Tour is over. It went great; it beat all our expectations. You can see a few pics on my Instagram if you’re curious!
I thought that I would ease us back into action with a couple of guest posts. A couple of you wrote a couple of things that I thought would be worth sharing.
The first one is courtesy of our dear friend Sean Bradley — a wildly talented violinist / conductor / concertmaster / music contractor living and working in Los Angeles. Here’s something Sean had to say the other day on his Instagram, which I found so inspiring:
Every day, I try to cook up one minute of (essentially) improvised music ... and then throw it away.
I lived for two years with an 80-year-old Dutch protégé of Émile Jaques-Dalcroze, the inventor of Eurythmics. No — not the Annie Lennox / Dave Stewart synthpop collab. The original Eurythmics: a system of learning about music through movement, that ultimately influenced Carl Orff's methodology. (Orff composed the Carmina Burana of Conan the Barbarian soundtrack fame, but was also a noted teacher.)
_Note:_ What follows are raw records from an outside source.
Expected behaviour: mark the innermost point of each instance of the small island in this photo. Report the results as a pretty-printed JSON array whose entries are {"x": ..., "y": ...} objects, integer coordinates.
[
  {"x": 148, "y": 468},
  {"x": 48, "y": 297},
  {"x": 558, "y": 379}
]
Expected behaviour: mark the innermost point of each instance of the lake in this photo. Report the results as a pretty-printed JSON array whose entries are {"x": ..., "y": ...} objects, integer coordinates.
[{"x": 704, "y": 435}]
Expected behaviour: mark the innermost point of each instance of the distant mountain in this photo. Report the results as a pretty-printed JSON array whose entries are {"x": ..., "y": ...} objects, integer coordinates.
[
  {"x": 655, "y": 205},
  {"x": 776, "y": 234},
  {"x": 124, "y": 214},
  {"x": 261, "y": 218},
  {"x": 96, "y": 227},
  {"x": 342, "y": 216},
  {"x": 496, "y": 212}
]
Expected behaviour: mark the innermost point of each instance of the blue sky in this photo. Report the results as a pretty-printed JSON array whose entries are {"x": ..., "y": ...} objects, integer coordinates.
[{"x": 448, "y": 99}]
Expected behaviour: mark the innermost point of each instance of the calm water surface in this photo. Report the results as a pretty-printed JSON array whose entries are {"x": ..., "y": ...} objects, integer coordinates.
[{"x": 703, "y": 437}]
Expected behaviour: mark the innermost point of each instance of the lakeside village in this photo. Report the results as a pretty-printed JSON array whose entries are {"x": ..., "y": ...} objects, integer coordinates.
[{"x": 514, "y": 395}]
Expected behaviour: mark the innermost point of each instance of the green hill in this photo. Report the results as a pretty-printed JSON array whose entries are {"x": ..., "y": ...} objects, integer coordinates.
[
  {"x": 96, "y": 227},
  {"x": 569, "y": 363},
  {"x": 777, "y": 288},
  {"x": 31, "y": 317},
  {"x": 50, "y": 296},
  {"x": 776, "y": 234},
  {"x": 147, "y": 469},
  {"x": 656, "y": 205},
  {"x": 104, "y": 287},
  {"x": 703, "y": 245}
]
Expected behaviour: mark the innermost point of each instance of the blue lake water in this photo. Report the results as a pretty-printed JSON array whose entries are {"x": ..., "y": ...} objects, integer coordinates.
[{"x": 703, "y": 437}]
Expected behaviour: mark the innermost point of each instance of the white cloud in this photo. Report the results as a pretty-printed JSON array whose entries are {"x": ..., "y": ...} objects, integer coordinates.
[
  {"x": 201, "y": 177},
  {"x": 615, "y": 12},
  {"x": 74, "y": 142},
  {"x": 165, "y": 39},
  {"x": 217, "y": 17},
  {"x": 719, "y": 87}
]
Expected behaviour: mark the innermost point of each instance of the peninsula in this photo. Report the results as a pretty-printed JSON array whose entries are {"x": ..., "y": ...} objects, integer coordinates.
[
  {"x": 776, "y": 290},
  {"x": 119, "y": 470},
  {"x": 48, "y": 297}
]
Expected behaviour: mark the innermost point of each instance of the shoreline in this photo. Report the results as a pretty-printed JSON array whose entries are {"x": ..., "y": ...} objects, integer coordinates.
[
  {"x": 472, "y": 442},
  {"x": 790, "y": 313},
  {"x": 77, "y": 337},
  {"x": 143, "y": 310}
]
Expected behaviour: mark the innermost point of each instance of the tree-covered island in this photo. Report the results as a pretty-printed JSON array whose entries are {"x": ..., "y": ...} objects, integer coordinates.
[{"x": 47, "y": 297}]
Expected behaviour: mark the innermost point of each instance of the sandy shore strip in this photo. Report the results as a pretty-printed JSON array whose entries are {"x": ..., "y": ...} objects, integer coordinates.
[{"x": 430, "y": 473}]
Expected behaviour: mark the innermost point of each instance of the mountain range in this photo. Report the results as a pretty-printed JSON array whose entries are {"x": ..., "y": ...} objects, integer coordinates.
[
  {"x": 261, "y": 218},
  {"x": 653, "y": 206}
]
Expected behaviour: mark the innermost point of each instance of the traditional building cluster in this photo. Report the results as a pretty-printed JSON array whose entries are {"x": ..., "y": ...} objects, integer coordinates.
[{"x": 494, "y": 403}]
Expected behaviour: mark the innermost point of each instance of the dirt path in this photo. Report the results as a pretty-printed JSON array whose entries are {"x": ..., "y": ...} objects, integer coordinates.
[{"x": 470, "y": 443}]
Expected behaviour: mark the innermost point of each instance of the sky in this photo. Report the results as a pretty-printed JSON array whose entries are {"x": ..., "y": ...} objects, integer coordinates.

This elderly friend of mine was a Zen Buddhist, and formerly taught dance at Julliard, but was also the widow of a very famous Dutch portrait artist.
I lived in her deceased husband's studio, surrounded by his excellent artwork. Two of his paintings I remember well: a life-size self-portrait of himself as a man about my age now, painting himself. That powerful stern-faced work stared me in the eyes every day in the drafty high-ceilinged studio. And: a very tasteful reclining nude of his girlfriend whom he painted at the time he was 21. She was very beautiful and you could feel the love.
He escaped the Nazis with his Jewish girlfriend by building a sailboat ... with which they absconded to the U.S.
He died of Lou Gehrig's disease ... and never told his (later) dancer wife that he loved her ... even though she cared for him in a vegetative state for the final 14 years of his life. But, prior to getting sick, he painted her quite a lot, too.
They often performed together — he on guitar, she singing — during a famous (at the time) series of rooftop concerts in post-war LA.
She told me: every day he'd get up, go to the studio, paint for about 10 minutes — and then throw away what he painted. Only after this improvisatory period of painterly play would he begin the disciplined work of whatever masterpiece he was deliberately executing. He used the 10 minutes to warm up his brush hand, to work through ideas ... to play and explore. Once in a while, he might've developed an idea.
I use the goal of improvising one minute of music a day to keep my imagination active. Likewise: to play and explore.
Over a year, I compose and discard five to six hours of music.
What an excellent practice. I love the idea of abundance embodied in here. I love the idea that we don’t need to be precious about our work. And I most love the idea that the best way to ensure that we don’t run out of creative ideas is to keep having them, in as intentional a way as possible. Art not as divine inspiration, but as practice.